#3 「奇跡って、こういうことなのかもしんない」

重い腰をあげて、したくもない化粧をする。

昔から思ってた。なんで女はみんな化粧をしなきゃいけないのって。

髪は女のいのち?ふざけんな。命は男女いっしょでしょ。


いびきをかいてる。夢でも見てんのかな。

ぐっすり眠るハルの顔を見て、昔はかわいいって思ってた。なんでもかんでも愛おしかった。今はどこか違う。


昔は、一緒に通勤してたのにな。


ふとそんなことを思い出しながら、ユキはハルの分の朝ご飯を作って机の上に置いた。何も言わずにドアを開けた。
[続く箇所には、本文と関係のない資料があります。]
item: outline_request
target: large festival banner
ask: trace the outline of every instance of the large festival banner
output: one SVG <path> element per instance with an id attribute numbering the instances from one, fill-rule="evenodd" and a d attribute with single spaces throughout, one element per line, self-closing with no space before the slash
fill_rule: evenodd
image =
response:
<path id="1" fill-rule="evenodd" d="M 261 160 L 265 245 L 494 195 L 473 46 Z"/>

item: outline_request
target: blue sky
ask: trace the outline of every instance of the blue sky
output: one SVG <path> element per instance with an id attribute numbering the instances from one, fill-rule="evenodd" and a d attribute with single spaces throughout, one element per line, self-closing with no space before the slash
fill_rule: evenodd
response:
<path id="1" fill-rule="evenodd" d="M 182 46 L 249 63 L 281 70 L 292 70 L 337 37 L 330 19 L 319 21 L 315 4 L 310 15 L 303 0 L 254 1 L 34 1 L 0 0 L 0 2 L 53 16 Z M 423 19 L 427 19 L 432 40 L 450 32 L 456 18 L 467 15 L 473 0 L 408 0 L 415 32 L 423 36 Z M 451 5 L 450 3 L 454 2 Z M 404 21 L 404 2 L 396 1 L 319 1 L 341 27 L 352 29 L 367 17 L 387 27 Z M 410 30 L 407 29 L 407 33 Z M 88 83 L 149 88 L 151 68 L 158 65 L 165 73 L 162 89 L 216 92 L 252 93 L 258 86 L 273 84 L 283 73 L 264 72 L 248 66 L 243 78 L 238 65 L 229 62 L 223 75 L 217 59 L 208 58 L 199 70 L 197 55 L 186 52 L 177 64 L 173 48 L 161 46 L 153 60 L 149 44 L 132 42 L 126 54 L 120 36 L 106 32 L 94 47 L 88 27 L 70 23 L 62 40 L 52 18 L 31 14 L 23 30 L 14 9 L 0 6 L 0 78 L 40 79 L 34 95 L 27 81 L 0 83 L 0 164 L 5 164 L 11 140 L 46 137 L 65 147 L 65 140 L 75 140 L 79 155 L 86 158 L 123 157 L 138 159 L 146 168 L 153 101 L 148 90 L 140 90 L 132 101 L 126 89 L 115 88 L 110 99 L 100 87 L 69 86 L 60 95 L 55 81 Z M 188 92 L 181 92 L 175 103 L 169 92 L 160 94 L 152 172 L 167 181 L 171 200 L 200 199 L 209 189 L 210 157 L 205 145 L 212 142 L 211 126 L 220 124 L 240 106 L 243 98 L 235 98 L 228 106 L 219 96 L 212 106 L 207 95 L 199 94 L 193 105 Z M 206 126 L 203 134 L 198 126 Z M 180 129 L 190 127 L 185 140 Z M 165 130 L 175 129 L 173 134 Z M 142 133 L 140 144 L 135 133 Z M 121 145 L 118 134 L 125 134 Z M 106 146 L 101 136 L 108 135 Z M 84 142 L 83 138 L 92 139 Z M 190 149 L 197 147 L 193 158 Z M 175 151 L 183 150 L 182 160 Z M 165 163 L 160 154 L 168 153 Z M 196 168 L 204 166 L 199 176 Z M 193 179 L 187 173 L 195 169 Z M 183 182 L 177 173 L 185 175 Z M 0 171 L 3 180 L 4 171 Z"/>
隙間風がびゅうびゅう入ってきた。

足音がしなくなったのを確認すると、ハルが目を覚ました。

寝返りを打って、また目を閉じた。



ユキがデスクにつくと、イケメン喰いの同僚がそそくさとやってきた。

「ハケン。やばいって」

要するに、同僚のどタイプだったんだろう。

どれどれ。

オフィス内を見渡すと、課長に挨拶をしている背の高い男が居る。おそらく、スタイルがとてもいい。

「挨拶しよ、ね、いっしょにさ」

同僚に手をとられて、そのハケンに挨拶をしにいく。

「あの、ハケンの…」

そのハケンが顔を振り向かせる。ふいに懐かしいにおいがして、ユキは一瞬息をするのを忘れた。このにおいを自分は知っている。

「あ、はい。短期ですけど」

声もどこかで聞いたことがあった。

顔をみるのが少し怖い。


「は」


どこかで知っている。そういうレベルではない。

「冬也?フジミの冬也」

「え?」

ユキがそうぽつりとつぶやいた。



「小学校がいっしょだったんですよ。それから、えーと。中学も高校もいっしょで。なぜかクラスは全部一緒で。なんだろう。何かあったんだよね」

オフィスの休憩室で、”会話のネタに”と同僚も交えながら会話をしている。

「へー!そうなんだー!すごーい!」

”さしすせそ”を使っても隠し切れぬ同僚の会話の下手さが面白く見えてくる。

「…まあね。いろいろあった仲だから。思い出もあるしね」

トウヤがそんな事を言うものだから、いったいこいつは何のことをいっているんだろうと、少し考えた。いろいろ…いろいろ、と?

「ユキさんがさっき言ってたフジミノって?」

「この人の苗字、藤野っていうんだけど、十回くらいケガしてんのに死なないから、私が勝手につけたあだ名。不死身だし」

「センスいいよね。まだ苗字変わってない?」

なかなかデリケートなことを聞いてくるな、と思った。

「うん、変わる予定ないよ」

「え?あっそう」

不気味な雰囲気が流れたので、ユキは同僚の手をひいてオフィスに戻った。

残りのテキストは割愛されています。